Menurut Novita, perubahan ini tidak berarti bahwa Indonesia harus mengendorkan upaya transisi energi di tengah ancaman krisis iklim. Sedari awal, kata Novita, pendanaan JETP memang buram soal realisasinya. JETP hanyalah pengemasan ulang dari komitmen lama dan didominasi oleh skema utang yang berpotensi membebani Indonesia.

“Kita harus serius menggarap sumber pendanaan transisi energi dari dalam negeri dengan sumber yang ada di depan mata. Misalnya dari potensi penerimaan negara dari peningkatan pungutan produksi batu bara,” ucap Novita.

Novita mengatakan, produksi batu bara pada 2024 ini mencapai lebih dari 833 juta ton dan diprediksi akan melebihi 900 juta ton ke depannya. Potensi penerimaan negara dari peningkatan pungutan produksi batu bara dari korporasi dapat mencapai USD23,58 miliar per tahunnya. Angka itu sudah lebih besar dari komitmen JETP.

Novita menyebut hilangnya kepemimpinan AS justru membuka peluang untuk kepemimpinan alternatif yang bersifat lebih kolaboratif. Pemerintah Indonesia, lanjut Novita, perlu mempertimbangkan skema-skema kerja sama yang adil dengan negara-negara lain, termasuk negara berkembang, untuk dapat mencapai target Perjanjian Paris.

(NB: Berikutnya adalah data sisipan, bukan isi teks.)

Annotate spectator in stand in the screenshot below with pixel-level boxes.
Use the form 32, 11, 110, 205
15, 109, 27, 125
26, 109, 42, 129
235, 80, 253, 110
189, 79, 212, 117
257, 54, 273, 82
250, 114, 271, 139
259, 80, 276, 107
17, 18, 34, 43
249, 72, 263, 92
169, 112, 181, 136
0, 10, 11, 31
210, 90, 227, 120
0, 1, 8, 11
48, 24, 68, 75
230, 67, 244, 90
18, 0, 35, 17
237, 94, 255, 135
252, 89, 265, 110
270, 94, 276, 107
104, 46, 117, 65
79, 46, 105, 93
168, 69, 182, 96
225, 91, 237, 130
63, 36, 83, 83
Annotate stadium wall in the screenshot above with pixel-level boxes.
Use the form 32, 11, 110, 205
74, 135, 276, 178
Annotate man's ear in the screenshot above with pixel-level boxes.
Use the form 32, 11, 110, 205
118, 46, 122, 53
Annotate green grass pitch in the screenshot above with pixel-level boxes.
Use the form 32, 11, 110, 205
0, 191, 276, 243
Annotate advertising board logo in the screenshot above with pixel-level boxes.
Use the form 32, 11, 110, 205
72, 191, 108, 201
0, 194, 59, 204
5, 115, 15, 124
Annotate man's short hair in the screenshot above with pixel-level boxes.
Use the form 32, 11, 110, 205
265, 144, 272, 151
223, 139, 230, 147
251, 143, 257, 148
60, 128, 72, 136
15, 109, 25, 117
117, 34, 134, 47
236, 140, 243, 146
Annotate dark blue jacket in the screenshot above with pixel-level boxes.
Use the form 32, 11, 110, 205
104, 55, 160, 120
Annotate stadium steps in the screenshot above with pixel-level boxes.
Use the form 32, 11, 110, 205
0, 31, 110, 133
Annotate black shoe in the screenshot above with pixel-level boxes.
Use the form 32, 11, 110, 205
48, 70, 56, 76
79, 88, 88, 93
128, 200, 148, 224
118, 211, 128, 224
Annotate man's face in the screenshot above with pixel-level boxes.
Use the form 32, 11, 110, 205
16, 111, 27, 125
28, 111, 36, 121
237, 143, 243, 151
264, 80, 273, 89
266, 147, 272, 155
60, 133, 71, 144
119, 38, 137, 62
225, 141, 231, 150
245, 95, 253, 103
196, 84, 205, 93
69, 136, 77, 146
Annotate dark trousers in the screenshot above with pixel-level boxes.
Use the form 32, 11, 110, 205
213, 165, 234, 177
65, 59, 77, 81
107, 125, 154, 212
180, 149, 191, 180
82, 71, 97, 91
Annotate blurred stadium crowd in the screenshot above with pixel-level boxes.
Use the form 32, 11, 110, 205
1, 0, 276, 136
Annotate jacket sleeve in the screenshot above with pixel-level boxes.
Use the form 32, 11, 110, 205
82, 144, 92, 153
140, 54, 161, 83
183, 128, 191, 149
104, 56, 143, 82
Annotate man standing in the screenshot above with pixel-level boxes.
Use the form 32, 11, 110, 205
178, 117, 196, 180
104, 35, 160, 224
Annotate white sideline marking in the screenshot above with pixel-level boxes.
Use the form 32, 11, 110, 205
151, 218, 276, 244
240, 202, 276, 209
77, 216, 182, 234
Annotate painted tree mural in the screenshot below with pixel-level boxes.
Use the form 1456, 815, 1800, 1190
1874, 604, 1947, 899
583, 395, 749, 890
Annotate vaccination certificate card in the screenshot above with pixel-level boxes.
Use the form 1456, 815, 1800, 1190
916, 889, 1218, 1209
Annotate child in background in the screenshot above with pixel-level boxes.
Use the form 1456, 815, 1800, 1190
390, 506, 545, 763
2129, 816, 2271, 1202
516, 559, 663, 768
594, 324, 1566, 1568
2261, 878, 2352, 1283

“Perjanjian Paris seharusnya dipandang bukan hanya sebagai janji di atas kertas berisikan bahasa-bahasa teknis untuk menurunkan emisi, tapi Perjanjian tersebut adalah sebuah komitmen untuk menyelamatkan kemanusiaan. Krisis iklim sudah terjadi dan dampaknya telah di depan mata. Keluar dari Perjanjian Paris adalah sebuah kejahatan kemanusiaan,” ucap Novita.

Sebelumnya, menyikapi langkah Donald Trump yang mengeluarkan Amerika Serikat (AS) dari Perjanjian Paris, Menteri ESDM Bahlil Lahadalia menyatakan keengganannya untuk “terjebak” dalam skema Perjanjian Paris, dan menyatakan bahwa Indonesia tidak perlu terburu-buru melakukan transisi energi.

“Kalau kita ikuti Paris Agreement, ini saya juga bingung, Presiden Amerika baru terpilih langsung mundur dari Paris Agreement. Padahal dia salah satu yang memelopori. Oleh karena itu, kita jangan terjebak. Nah kalau otaknya atau negara yang memikirkan ini saja mundur, masa kita mau masuk pada jurang itu? Presiden Prabowo memerintahkan saya untuk melakukan kedaulatan energi. Bukan mengganti semua energi ke energi terbarukan,” ucap Bahlil pada Berita Satu Outlook 2025 di Jakarta, Kamis (30/1/2025).

Selain itu, Bahlil juga menegaskan keengganannya untuk mendorong transisi energi dan pemensiunan pembangkit listrik tenaga uap (PLTU) tanpa kucuran dana internasional di tengah melemahnya komitmen global untuk transisi energi seiring kemunduran AS dari Perjanjian Paris. Khususnya, ia menyayangkan belum turunnya dana bantuan transisi energi dari JETP.